Compound pharmacies provide a helpful and often necessary service to patients and health care providers by specially compounding medications to specifically meet the needs of certain individuals. However, a Texas compound pharmacy is under federal scrutiny after concerns of possible illegal kickbacks were raised. Allegations of health care fraud are quite serious, with potentially severe consequences for those involved.
In early operations at the pharmacy, active partners received a commission for each prescription that a physician sent over to be filled. After learning that this practice was in violation of anti-kickback laws, two of the four partners returned the commission money to the business. The other two are currently facing a civil lawsuit for allegedly scamming the pharmacy out of millions of dollars. Later on, the pharmacy’s parent company restructured and brought in outside investors — in particular, physicians.
Invested physicians supposedly received financial compensation for having patients fill their prescriptions at that particular pharmacy.

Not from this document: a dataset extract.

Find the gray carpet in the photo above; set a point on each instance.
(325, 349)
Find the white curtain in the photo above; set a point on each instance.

An outside accountant and tax consultant who worked with the pharmacy claimed that physicians were actually required to send their prescriptions to the pharmacy in order to remain preferred shareholders. Additionally, the pharmacy might have also formed close relationships with pharmaceutical sales reps who then encouraged doctors to use the facility for prescriptions.
While no health care fraud charges have been filed yet and the FBI has not explicitly confirmed the investigation, one expert strongly believes that indictments will appear sometime within the next year. When Texas defendants are faced with the overwhelming probability of criminal charges, getting a head start on possible defense strategies is often a good idea. Starting this process early on can give defendants the freedom to explore a number of different options and possibilities that can help them achieve the best possible outcome in the event that charges are eventually filed.